Недаром существует поговорка: «Лучше один раз увидеть, чем сто раз услышать». Так что мифотворец просто в очередной раз расхваливает дело, к которому он приложил руку, и повышает культурный статус своего мифа, сравнивая его с произведением искусства . При этом описание ощущений (и последствий) от созерцания картин Босха совершенно замечательное, выполненное скорее в манере Джона Донна и раннего Бродского, чем модернистов.

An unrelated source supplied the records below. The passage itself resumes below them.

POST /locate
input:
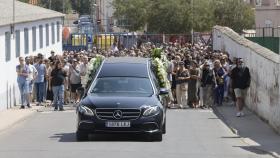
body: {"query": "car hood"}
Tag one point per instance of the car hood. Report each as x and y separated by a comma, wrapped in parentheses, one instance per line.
(118, 101)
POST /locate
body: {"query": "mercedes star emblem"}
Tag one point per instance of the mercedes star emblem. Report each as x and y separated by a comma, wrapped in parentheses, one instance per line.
(117, 114)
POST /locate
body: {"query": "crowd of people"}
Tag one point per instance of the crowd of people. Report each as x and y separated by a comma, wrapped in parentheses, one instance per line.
(199, 76)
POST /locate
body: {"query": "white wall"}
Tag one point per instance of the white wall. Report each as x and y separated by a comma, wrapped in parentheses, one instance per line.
(9, 92)
(263, 97)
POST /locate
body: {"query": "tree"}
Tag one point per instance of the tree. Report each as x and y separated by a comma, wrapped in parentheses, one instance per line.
(179, 16)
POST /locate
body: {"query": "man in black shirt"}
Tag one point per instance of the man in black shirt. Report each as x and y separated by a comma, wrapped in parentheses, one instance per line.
(57, 82)
(240, 82)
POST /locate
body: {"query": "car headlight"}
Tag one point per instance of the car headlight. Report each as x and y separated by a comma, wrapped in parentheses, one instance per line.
(85, 110)
(150, 110)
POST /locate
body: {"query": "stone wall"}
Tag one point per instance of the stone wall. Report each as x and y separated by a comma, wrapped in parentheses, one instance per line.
(263, 96)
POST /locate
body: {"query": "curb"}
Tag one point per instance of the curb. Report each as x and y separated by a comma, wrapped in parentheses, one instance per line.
(32, 112)
(236, 132)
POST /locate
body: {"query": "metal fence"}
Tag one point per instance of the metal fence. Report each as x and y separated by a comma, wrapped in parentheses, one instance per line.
(264, 32)
(104, 41)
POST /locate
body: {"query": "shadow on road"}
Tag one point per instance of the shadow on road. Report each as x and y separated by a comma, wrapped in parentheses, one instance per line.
(71, 137)
(261, 144)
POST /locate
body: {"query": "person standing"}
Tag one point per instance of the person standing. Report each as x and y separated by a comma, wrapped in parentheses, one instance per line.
(193, 82)
(241, 80)
(74, 79)
(31, 77)
(57, 81)
(182, 78)
(23, 72)
(220, 74)
(40, 80)
(207, 81)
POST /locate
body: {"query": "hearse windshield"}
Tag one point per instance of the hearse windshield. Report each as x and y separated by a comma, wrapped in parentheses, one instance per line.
(125, 86)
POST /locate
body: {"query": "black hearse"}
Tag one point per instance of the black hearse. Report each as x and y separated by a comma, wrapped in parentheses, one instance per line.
(124, 97)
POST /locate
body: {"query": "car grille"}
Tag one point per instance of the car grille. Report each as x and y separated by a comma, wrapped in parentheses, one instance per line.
(108, 114)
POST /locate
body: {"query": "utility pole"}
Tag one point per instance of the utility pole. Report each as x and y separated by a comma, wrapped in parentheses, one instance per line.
(63, 6)
(192, 31)
(14, 18)
(50, 4)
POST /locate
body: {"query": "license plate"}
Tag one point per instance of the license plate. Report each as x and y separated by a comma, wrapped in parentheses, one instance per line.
(118, 124)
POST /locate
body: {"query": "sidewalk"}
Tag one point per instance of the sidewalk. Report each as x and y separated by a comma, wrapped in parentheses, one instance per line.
(10, 117)
(253, 131)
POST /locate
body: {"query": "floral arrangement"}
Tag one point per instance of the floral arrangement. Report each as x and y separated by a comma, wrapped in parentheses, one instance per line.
(94, 64)
(161, 73)
(156, 53)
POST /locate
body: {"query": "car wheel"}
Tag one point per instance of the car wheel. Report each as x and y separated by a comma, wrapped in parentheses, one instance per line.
(157, 137)
(81, 136)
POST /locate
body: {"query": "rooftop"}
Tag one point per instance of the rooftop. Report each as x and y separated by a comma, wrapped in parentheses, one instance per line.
(24, 12)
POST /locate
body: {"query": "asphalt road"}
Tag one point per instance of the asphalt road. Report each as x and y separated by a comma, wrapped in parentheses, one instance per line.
(190, 134)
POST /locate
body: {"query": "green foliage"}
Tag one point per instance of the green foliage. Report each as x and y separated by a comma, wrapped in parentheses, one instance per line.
(179, 16)
(156, 53)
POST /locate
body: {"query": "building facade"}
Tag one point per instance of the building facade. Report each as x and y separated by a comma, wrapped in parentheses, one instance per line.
(105, 13)
(267, 13)
(26, 32)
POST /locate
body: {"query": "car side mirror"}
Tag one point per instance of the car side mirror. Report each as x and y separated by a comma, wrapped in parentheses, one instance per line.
(163, 91)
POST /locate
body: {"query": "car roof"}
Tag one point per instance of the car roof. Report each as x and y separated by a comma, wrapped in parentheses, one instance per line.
(131, 60)
(125, 67)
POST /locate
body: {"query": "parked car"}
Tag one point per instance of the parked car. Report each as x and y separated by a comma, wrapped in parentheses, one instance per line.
(124, 97)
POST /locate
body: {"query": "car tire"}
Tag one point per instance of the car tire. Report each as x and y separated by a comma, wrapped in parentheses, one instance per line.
(81, 136)
(157, 137)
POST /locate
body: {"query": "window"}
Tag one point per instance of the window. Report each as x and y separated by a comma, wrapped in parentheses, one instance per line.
(258, 2)
(26, 41)
(131, 86)
(47, 35)
(41, 35)
(34, 41)
(8, 46)
(17, 43)
(53, 34)
(58, 31)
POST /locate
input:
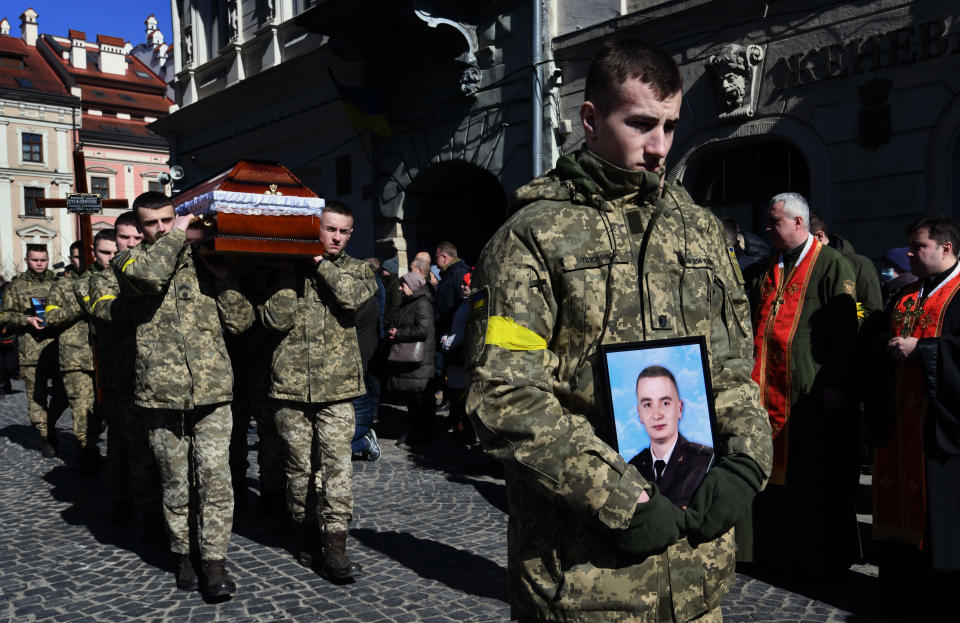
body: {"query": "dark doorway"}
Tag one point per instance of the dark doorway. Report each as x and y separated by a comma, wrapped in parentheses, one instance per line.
(738, 182)
(453, 201)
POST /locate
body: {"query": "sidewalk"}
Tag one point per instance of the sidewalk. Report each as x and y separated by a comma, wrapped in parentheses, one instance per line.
(429, 530)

Перейдем к следующей строфе:

Я прошёл двенадцать поприщ - сбиты ноги о булыжник,
Я прополз двенадцать стадьев - ногти сорваны о камни, 
И двенадцать лун восходит - в ноздри тухлая отрыжка, 
И двенадцать солнц садится на дорогу в пене ржавой, 
И два раза по двенадцать изменялся номер века -
Говорю вам только правду, как ни горько, правду, братцы: 
Ничего там не осталось - ни следа, ни человека, 
Только камни, только небо, только память, только Спарта!

В первых двух строках герой ролевой лирики, стараясь убедить нас, что он достоин доверия, поскольку полученный опыт стоил ему многих усилий и был соединен с разнообразными лишениями, говорит о них в торжественном тоне античной поэмы, хотя временами это звучит, как пародия: он, например, «прополз двенадцать стадьев », а это в переводе на привычные нам единицы измерения составляет около 2 километров – зачем нужно было столь странным способом преодолевать такую дистанцию и как это послужило осведомленности «ролевого «я»» относительно Фермопил, он не объясняет.

А далее такими же высокими словами герой сообщает нам срок своего пребывания в Греции: И двенадцать лун восходит - в ноздри тухлая отрыжка,/ И двенадцать солнц садится на дорогу в пене ржавой» - говоря проще, этот срок – без малого две недели.

А далее мы узнаем, что он вынес из своего пребывания там: из всей истории Греции за 24 века для него оказался важен только подвиг спартанцев у Фермопил, и все в Греции напоминает ему об одном этом деянии. Таким образом , за рефреном: «Я там был» стоит двухнедельная поездка героя в Грецию, вероятнее всего в качестве туриста.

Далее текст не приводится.